Share

02 | Rencana Gila

"Mei! Mei! Mei!"

Gedoran pintu kamarku sukses membangunkanku dari hibernasi usai menulis hingga jam lima pagi. Pekerjaan paruh waktuku, copywriter. Kemarin pagi aku mengambil project dari sebuah toko  make up daring yang ingin meningkatkan engagement media sosialnya. Sejak kemarin siang aku melakukan riset kecil-kecilan tentang brand toko itu dan target marketingnya. Syukurlah, aku berhasil menulis beberapa artikel soal tips merawat kulit dan membuat infografis yang nantinya bisa di-share di I*******m, Twitter, dan F******k.

Aku baru terlelap shubuh tadi dan Marvin sudah mulai menggangguku. Marvin Cokroaminoto sialan! Aku bersumpah akan menarik rambut yang ia cat ungu metalik itu jika alasannya membangunkanku yang baru tidur tiga jam bukanlah hal genting seperti hujan emas atau dia akan menikahi putri duyung. Sembari menggerutu aku bangun dari kasur dan membuka kamar.
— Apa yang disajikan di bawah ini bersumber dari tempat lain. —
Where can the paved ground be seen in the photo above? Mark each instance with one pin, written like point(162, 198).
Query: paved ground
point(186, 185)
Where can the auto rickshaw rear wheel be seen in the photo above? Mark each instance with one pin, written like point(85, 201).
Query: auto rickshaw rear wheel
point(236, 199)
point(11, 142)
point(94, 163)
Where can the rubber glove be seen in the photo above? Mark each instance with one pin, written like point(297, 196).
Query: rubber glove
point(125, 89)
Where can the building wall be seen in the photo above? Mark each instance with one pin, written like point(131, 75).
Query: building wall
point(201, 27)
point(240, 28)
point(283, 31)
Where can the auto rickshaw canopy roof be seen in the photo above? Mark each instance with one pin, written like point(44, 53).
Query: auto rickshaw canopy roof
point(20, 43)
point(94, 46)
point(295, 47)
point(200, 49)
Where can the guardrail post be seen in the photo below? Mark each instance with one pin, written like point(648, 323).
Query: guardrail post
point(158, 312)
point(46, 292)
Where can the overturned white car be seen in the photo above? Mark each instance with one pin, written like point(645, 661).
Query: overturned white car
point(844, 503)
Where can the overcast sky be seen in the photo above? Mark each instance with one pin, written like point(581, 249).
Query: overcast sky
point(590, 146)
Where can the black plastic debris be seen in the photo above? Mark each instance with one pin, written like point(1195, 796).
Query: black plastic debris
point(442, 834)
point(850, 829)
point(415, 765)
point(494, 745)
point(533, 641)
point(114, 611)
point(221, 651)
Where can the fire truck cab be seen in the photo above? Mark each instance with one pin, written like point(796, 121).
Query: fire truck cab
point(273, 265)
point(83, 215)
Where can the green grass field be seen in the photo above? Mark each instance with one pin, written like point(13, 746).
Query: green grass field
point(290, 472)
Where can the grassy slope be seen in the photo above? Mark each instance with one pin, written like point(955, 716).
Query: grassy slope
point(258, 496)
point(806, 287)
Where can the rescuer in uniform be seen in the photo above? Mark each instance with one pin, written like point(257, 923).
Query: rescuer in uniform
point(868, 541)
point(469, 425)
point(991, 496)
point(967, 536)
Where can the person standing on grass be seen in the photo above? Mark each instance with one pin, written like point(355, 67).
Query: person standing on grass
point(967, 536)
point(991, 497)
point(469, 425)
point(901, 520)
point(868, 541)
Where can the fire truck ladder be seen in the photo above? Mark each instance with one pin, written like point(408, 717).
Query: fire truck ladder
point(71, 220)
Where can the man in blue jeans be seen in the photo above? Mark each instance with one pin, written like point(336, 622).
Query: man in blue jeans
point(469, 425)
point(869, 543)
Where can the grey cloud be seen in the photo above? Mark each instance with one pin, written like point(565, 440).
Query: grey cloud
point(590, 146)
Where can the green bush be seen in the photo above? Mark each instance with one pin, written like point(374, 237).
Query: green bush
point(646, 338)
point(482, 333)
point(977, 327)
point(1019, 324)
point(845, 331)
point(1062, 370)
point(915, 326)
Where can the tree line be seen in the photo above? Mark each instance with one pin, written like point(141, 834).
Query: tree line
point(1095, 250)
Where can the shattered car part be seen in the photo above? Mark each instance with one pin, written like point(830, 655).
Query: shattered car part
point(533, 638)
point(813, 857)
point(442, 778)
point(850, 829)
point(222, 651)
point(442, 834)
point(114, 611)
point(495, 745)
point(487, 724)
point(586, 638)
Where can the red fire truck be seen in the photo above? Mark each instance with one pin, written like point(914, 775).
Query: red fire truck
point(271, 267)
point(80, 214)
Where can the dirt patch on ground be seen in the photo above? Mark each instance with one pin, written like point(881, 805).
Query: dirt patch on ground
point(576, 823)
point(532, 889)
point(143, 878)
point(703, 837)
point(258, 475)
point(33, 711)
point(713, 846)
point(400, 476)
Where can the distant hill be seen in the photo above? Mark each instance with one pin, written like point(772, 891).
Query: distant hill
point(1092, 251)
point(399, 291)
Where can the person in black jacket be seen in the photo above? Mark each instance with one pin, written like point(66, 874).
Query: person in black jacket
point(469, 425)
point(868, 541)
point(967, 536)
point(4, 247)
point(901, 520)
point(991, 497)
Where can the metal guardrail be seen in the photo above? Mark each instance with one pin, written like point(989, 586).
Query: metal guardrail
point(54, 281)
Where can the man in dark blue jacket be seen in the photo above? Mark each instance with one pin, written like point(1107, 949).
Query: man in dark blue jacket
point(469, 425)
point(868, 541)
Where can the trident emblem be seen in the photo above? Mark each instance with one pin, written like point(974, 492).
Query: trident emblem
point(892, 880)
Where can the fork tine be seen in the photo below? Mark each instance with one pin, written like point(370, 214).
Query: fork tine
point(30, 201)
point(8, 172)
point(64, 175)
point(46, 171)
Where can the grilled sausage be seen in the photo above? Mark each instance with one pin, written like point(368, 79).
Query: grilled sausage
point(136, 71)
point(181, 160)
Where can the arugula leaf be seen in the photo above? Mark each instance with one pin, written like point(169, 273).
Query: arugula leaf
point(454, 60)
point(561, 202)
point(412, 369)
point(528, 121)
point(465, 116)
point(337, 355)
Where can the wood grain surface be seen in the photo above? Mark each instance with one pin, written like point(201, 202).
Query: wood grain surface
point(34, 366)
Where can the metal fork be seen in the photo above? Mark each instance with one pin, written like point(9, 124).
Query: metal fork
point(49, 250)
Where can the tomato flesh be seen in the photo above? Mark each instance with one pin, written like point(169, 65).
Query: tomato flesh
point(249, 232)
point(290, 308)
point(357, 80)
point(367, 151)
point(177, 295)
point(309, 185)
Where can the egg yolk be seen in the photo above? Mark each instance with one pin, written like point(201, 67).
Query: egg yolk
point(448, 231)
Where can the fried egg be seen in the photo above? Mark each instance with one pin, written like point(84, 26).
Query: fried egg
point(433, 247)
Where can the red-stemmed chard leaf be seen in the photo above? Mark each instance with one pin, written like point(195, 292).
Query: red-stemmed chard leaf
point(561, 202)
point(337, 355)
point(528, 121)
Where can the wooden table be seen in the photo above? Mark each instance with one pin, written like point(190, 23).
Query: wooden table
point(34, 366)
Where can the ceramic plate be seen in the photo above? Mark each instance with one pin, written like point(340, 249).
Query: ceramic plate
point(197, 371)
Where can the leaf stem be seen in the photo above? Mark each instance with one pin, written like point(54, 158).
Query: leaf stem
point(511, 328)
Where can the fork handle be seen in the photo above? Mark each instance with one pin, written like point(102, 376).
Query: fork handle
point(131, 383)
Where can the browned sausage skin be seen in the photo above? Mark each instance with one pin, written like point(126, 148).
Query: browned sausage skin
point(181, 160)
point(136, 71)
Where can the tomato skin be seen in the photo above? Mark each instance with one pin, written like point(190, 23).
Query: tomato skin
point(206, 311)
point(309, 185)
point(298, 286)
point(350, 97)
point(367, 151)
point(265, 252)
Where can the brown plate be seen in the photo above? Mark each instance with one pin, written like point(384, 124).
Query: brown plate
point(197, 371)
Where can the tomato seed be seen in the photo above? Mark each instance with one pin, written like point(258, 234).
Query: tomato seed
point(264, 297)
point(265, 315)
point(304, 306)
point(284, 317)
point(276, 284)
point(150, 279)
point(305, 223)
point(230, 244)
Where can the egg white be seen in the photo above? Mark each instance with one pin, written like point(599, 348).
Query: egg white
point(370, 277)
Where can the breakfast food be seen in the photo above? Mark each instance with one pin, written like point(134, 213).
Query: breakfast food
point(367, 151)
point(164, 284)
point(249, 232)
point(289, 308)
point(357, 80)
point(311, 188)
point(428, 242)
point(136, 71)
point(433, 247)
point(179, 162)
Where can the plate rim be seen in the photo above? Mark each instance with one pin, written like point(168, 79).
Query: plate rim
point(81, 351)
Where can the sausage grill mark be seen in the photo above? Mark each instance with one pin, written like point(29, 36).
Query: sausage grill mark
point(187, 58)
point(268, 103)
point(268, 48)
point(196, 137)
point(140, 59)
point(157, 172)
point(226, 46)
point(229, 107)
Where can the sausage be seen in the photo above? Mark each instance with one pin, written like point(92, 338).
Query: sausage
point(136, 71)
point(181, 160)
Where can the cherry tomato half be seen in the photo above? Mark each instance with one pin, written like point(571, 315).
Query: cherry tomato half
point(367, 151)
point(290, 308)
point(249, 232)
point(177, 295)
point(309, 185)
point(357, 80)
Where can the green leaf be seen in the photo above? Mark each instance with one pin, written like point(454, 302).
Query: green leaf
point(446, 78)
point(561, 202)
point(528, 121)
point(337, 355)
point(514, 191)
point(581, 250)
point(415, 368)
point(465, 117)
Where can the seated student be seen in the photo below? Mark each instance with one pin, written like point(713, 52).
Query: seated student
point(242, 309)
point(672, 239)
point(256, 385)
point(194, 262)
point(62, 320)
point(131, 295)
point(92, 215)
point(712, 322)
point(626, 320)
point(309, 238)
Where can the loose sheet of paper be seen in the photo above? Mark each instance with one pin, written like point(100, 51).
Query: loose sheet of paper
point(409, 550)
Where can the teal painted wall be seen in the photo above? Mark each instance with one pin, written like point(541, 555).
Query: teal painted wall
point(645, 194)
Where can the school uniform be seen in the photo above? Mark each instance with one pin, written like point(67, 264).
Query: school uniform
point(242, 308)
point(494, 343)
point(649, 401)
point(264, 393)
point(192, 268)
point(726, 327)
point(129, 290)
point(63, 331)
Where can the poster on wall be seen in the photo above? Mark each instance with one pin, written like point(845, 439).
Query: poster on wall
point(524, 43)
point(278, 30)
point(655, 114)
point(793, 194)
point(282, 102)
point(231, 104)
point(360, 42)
Wajah Marvin pucat pasi. Ia nampak cemas dan khawatir berbeda jauh dengan sikap tengil dan cengengesannya yang tidak tahu tempat dan kondisi.

"Kenapa sih?" tanyaku jengkel saat Marvin langsung nyelonong masuk kamarku. Ia  membuka tirai dan jendela kamar, membiarkan udara segar dan cahaya mentari masuk ke dalam.

Ck, kebiasaan! Ia pasti ingin merokok di sana.

"Anjir, jangan ngerokok di kamarku!" seruku saat ia mulai membakar puntung rokoknya.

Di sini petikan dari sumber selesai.